1. Black-Scholes Model: One of the most widely used models for calculating ATM volatility. The implied volatility is extracted by solving the Black-Scholes formula for volatility, given the market price of an ATM option.

2. Interpolation of Market Data: Often, ATM volatility is interpolated from a volatility surface that is constructed using market data of options with different strikes and maturities.

For simplicity, we will illustrate the Black-Scholes Model method.

Black-Scholes Model

The Black-Scholes formula for a call option price ( C ) is given by:$C = S_0 \cdot N(d_1) - K \cdot e^{-rT} \cdot N(d_2)$

Where:

• $S_O$ is the current price of the underlying asset.

• $K$ is the strike price of the option.

• $r$ is the risk-free interest rate.

• $T$ is the time to maturity.

• $N(\cdot)$ is the cumulative distribution function of the standard normal distribution.
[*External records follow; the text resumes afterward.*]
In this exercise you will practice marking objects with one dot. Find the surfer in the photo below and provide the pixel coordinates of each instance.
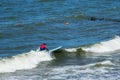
(43, 47)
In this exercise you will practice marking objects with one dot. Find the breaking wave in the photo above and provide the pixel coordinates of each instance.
(106, 46)
(23, 61)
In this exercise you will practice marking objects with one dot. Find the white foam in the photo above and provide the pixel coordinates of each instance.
(23, 61)
(106, 46)
(71, 50)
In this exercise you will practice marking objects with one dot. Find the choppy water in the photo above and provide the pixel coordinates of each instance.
(91, 40)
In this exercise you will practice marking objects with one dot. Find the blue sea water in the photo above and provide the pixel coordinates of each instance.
(89, 25)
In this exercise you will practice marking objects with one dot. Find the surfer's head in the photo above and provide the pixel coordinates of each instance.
(44, 43)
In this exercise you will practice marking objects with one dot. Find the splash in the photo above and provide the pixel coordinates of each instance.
(106, 46)
(23, 61)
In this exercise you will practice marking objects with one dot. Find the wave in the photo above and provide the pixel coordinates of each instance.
(105, 46)
(23, 61)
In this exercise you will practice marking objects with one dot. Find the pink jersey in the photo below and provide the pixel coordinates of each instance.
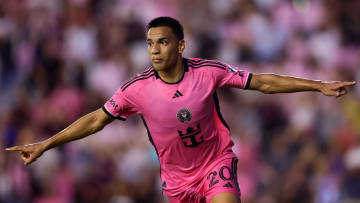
(183, 119)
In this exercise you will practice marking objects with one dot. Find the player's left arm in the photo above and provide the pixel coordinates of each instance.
(273, 83)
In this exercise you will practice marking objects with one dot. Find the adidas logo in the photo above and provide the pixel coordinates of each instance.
(177, 94)
(228, 185)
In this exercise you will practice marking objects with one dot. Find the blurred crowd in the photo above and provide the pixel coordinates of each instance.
(61, 59)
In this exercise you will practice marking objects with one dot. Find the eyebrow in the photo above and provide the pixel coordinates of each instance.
(160, 39)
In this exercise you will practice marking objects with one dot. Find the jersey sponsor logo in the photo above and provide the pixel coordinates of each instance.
(232, 70)
(189, 136)
(241, 73)
(177, 94)
(184, 115)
• $d_1$ and $d_2$ are calculated as:

$d_1 = \frac{\ln(S_0 / K) + (r + \sigma^2 / 2) T}{\sigma \sqrt{T}}$ and $d_2 = d_1 - \sigma \sqrt{T}$

Here, $\sigma$ represents the volatility, which we solve for given the market price of the option.

Steps to Calculate ATM Volatility

1. Obtain Market Data:

   • Current price of the underlying asset $(S_O)$.

   • Strike price of the ATM option $(K)$, which is equal to $(S_O)$​.

   • Market price of the ATM option $(C)$.

   • Risk-free interest rate $(r)$.

   • Time to maturity of the option $(T)$

2. Calculate the Option Price Using the Black-Scholes Formula:

   • Use the market price of the ATM option and input it into the Black-Scholes formula.

3. Solve for Implied Volatility $(\sigma)$:

   • The implied volatility is found by solving the Black-Scholes formula for σσ such that the calculated option price matches the market price.